Urban north India has highest fat intake, obesity

Urban Indians consume nearly 50% more fat than rural counterparts, finds latest ‘What India Eats’ survey

By Richard Mahapatra
Published: Wednesday 30 September 2020

Adults in urban India consume much more fat than those in rural areas, found a latest survey by the Indian Council of Medical Research and National Institute of Nutrition.

Adults in India’s urban centres consumed 51.6 grammes fat per day per head on an average. The volume was 36 g in rural areas, according to the survey report What India Eats.

The report categorised fat into two groups:

  • Visible or added fat, comprising oils and fat in preparing food, in fried food and those derived from meat and poultry
  • Invisible fat, includeing fat / oils from rice, pulses, nuts and oilseeds

Visible fats / oils accounted for 29.5 g in urban consumption and 16.1 g for rural areas. The source shouldn't comprise more than half the total fat / oil intake, according to government recommendations.

However, 84 per cent of the rural population secured their energy (E) per day requirement from total fats / oils, or visible / added fats. On the other hand, less than 20 per cent of the urban population derived their E / day from this category.

In urban areas of the country, northern India had the highest intake of added fat with 45.9 g / day. Southern India reported the lowest per capita consumption of added fat / oils with 22.9 g / day in this segment of population.


The survey claimed:

Added (visible) fat / oils intake contributed to 68.2 per cent and 46 per cent of total fat intake in north and south urban regions respectively.

In rural areas, visible fat accounted for 53.3 per cent of total fat intake. “The southern region had the lowest fat intake from visible fats / oil”, according to the report.

Among the rural population, 85 per cent consumed less than the recommended level of fat. In the case of urban population, it was just 38 per cent.

The survey attributed the rising instances of being overweight, obesity and abdominal obesity cases directly to high fat consumption.

Rural India reporting a significantly lower prevalence than urban areas:

  • Abdominal obesity — 18.8 per cent (rural India) vs 53.6 per cent (urban)
  • Being overweight — 16.6 per cent (rural) vs 31.4 per cent (urban)
  • Obesity — 4.9 per cent (rural) vs 12.5 per cent (urban)

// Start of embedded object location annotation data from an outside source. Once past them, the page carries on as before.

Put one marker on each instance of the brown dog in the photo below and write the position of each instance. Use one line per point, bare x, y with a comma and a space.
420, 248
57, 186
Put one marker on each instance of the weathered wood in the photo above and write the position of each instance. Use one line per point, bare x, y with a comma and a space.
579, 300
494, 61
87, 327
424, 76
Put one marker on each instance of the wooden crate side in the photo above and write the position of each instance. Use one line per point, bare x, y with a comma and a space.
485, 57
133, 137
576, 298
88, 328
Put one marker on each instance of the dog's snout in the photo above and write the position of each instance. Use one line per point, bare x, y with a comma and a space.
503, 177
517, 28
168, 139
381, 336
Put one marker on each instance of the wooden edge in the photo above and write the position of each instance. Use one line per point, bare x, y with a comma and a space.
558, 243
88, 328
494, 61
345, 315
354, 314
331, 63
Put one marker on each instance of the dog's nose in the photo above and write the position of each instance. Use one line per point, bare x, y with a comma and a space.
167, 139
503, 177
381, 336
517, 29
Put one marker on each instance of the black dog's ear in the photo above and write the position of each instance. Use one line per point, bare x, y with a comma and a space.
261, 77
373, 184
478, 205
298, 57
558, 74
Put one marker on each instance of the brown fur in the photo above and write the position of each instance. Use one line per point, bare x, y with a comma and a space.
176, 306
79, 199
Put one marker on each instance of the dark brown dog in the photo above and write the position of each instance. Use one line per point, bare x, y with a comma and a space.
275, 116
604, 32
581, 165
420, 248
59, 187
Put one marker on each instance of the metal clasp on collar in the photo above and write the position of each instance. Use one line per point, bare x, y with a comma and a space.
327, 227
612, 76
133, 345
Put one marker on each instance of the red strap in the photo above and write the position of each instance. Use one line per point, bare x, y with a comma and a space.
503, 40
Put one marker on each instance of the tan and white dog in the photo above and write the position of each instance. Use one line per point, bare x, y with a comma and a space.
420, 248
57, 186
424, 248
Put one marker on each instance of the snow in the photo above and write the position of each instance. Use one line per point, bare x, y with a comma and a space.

“In the urban region of north India, fat intake (67.3 g) was among the highest; and overweight, obesity and abdominal obesity were highest when compared to other regions. Hypertension and diabetes were also high,” the survey reported on linkages between fat consumption and related health conditions.

It found that overall obesity was prevalent in 12.5 per cent of the population in urban areas. But it was highest in north India. Similarly for abdominal obesity, north India reported prevalence in 61.4 per cent population in comparison to national figure of 53.1 per cent among urban population.